Bu durum evde her gün kavgaya sebep olmaya başladı. Kocamı artık tanıyamaz
olmuştum. Beni sürekli aşağılar hale gelen kocam, ‘Ben ölürsem sen beni
aldatırsın’ diyerek başkasıyla evlenmeyeceğime dair senet bile imzalatmaya
çalıştı. Paranoyak bir eşle yaşarken diğer taraftan çocuklarımı bu olaylardan
etkilenmeden büyütmeye çalıştım.
ÇOCUKLARINA
DA ŞİDDET UYGULADI
Güvensizlik
ve kuşku düşmüştü bir kere kocamın aklına. Benden yaşça büyük olduğu için türlü
senaryolar kurmaya başlamıştı. Komşularımızın kocalarından dahi kıskanır olmuştu.
Artık kimseyle görüşmeme izin vermiyordu. Olayların böyle devam etmeyeceğini anladığım
için kendimce kocamı telkin etmeye çalıştıysam da işe yaramadı. Artık
şüphecilikten ezici laflardan daha fazlası yaşanmaya başlamıştı evde. Her gün
şiddet görür hale gelmiştim. Daha da kötüsü sadece bana değil çocuklarıma da
şiddet uyguluyordu. Gün geçtikçe alkolü arttırmaya başladı. Evin içinde
küfürler hakaretler havada uçuşuyordu.
3 AY
UZAKLAŞTIRMA
Ev cehennem
azabından farksız hale gelmişti hem benim hem de çocuklarım için. Fakat hiçbir
yere gidemezdim. Elimde iki evladımla sığınacak bir kapım yoktu. Olayların
çığırından çıktığı bir gün dayanamayarak polise sığındım. Evden 3 ay
uzaklaştırma aldı kocam. Artık evlatlarıma ve bana 3 ayda olsa dokunamayacaktı.
Bunun rahatlığıyla evine döndüm. Bir süre çocuklarımla huzur içinde yaşadım.

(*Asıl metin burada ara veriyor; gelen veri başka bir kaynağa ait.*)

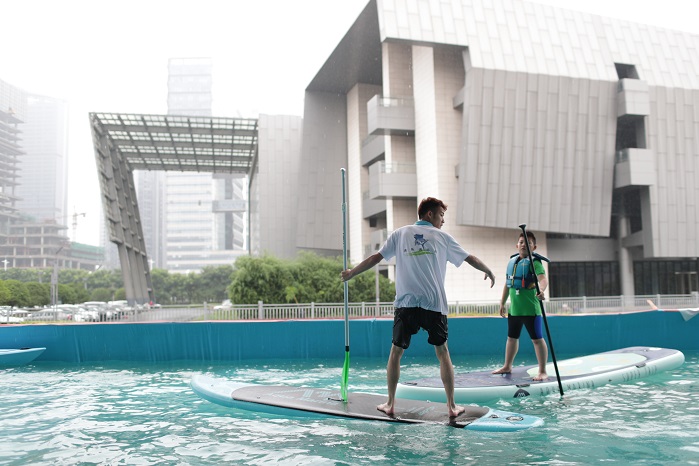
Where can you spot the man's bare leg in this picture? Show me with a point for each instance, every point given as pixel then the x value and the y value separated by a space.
pixel 542 354
pixel 392 376
pixel 446 371
pixel 511 348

Fakat 3 ay çabucak gelip geçmiş devletin koruması bitmişti. Tekrar korumasız
kalmıştık.
BALKONDAN
ATMAYA ÇALIŞTI
Eşim eve
ilk geldiğinde gayet sakindi. Ama kocamı iyi tanıyordum. Mutlaka kötü bir şey
olacaktı. Hissettiğim gibi de oldu. Balkonda çamaşırları asarken arkamdan
yaklaşarak beni tutup üçüncü kattan aşağıya atmaya çalıştı. Bir süre balkonda
boğuştuk. Elinden kurtulduğum gibi polise haber verdim. Bir uyarı daha almıştı
artık kocam. Uzun bir süre daha evden uzaklaştırıldı. Eğer bir daha şiddete
kalkışırsa hapis cezası alacağı söyledi polisler. İçim biraz rahatlamıştı ama
bunların kesin çözüm olmadığının farkındaydım.
KOCASININ
İFTİRASINI MAHKEME AKLADI
Sonunda
kararımı verdim; boşanacaktım. Çünkü kendimi ve çocuklarımı korumanın başka
yolu yoktu. Kocama bu düşüncemi aracılar yoluyla ilettim. Hemen harekete geçen
adam elinde ne kadar mal varlığı varsa hepsini satmaya başladı. Amacı bana
hiçbir şey bırakmamaktı. Bunları duyunca bende çocuklarım ve kendim için nafaka
davası açtım. Dava sırasında kocamın birçok iftirasıyla karşı karşıya kaldım. Mahkeme
kararıyla hepsinde aklandım ve mahkemeyi de kazandım.
HER ŞEY
ÇOCUKLARI İÇİN
Artık yeni
bir düzen kurmalıydım. Kardeşlerimin de desteğiyle iş hayatına atılarak
çocuklarımın geleceğini hazırlamak için çabalamaya başladım. Şimdi işlettiğim
dükkanla hem evimin geçimini sağlıyor hem de çocuklarımı okutuyorum. Ben kendi
hayatımı yaşamayı unuttum. Şu saatten sonra çocuklarım için her şey. İki oğlumu
da bana bunları yaşatan erkekler gibi yetiştirmemek tek amacım.”